Cómo escenificar la muerte
Cuando el director Théo Court, culpable directo de la densa y sorprendente cinta “Blanco en blanco”, conoció las instantáneas del explorador, quedó absolutamente sorprendido: “No solamente se dedicó a matar indios, sino que además hizo una serie de instantáneas para dejar constancia de ello. En estas imágenes, Popper se autorepresentaba con los cuerpos de los cadáveres. Me gustó la vanidad y la exploración del propio gesto”, comenta el cineasta. “Las cámaras que había en ese momento no te permitían hacer fotografías instantáneas, por lo que se convertían en escenificaciones a posteriori de la propia matanza. Ese símil temporal con el propio cine de mostrar las cosas después de que ocurran me interesó de inmediato”, añade. La película de Court se sirve, pues, de los parajes inhóspitos de Tierra del Fuego y de ese episodio concreto de la historia del continente americano para contar un relato enrarecido por la personalidad desdibujada de su protagonista y cuyas bases beben de las fuentes del clásico western de malos contra buenos, pero también de la introspección alargada de un cine de autor.

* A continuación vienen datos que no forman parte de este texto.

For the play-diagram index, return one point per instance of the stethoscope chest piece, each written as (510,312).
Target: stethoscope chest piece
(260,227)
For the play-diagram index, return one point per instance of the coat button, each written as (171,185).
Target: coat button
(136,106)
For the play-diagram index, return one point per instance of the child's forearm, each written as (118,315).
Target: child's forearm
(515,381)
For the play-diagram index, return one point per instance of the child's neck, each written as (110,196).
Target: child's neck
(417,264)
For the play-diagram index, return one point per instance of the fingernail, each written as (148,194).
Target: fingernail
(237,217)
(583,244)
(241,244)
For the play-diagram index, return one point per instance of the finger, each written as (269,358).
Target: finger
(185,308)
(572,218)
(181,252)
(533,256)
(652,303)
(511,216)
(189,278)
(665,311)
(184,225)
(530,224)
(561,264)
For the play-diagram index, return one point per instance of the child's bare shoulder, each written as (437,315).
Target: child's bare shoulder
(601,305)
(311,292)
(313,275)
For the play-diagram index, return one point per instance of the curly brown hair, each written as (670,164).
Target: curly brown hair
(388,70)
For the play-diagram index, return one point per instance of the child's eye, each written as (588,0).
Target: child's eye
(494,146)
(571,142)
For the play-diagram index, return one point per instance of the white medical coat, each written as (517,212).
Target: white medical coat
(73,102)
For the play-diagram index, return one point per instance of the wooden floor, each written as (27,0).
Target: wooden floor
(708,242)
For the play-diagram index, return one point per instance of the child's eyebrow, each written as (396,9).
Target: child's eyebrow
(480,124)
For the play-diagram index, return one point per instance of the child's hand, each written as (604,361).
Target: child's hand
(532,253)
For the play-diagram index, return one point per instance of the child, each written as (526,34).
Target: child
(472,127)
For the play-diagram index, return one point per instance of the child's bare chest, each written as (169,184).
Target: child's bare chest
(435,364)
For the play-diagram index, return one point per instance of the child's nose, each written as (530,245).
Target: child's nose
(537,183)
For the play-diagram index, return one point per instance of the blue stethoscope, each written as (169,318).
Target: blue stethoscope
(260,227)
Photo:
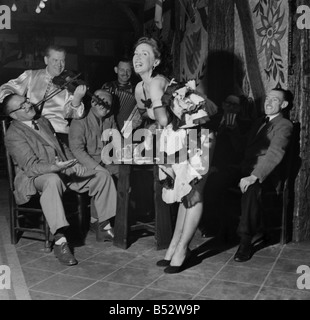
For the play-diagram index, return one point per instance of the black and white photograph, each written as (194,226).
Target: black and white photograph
(154,153)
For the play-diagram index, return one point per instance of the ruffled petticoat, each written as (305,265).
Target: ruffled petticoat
(184,175)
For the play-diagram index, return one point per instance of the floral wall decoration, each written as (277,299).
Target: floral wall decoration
(270,22)
(272,31)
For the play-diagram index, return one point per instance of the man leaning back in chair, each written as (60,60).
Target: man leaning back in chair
(46,166)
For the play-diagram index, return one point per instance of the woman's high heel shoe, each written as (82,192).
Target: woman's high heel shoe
(163,263)
(177,269)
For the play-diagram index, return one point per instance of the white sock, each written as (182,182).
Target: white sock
(61,240)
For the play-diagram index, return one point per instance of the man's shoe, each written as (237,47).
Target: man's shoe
(244,252)
(64,255)
(93,226)
(104,235)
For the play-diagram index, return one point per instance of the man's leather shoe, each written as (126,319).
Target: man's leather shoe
(64,255)
(104,235)
(244,252)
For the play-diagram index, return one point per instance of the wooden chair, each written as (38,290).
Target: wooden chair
(29,217)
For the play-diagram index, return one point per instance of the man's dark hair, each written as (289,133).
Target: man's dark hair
(54,47)
(5,104)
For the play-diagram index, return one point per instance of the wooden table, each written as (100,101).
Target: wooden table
(163,223)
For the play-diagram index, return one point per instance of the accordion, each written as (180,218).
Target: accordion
(124,103)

Alfredo Castro (”Toni Manero” y “El Club”) da vida a Pedro, un artista introvertido de gesto desasosegante al que un latifundista conocido como Mr. Porter le encarga fotografiar su matrimonio con una niña. Tras su llegada al abrumador paisaje y a medida que transcurre la cinta, la atmósfera heladora se va introduciendo de manera progresiva en la historia y la intención técnica y moral de Pedro a la hora de fotografiar a la joven se va tornando cada vez más confusa. Los trabajadores que comparten espacio con el fotógrafo, en su mayoría cazarrecompensas, buscadores de oro o estancieros, se encuentran supeditados a la figura siempre presente en términos argumentales, pero a la que nunca se le ve su rostro, de Mr. Porter. Pedro acaba pasando mucho tiempo en la finca y no tarda en parecerse a ellos, observando el horror perpetrado desde la comodidad y la distancia de su objetivo. El pretexto de la captación de belleza se impone a la capacidad de denuncia de un hecho atroz.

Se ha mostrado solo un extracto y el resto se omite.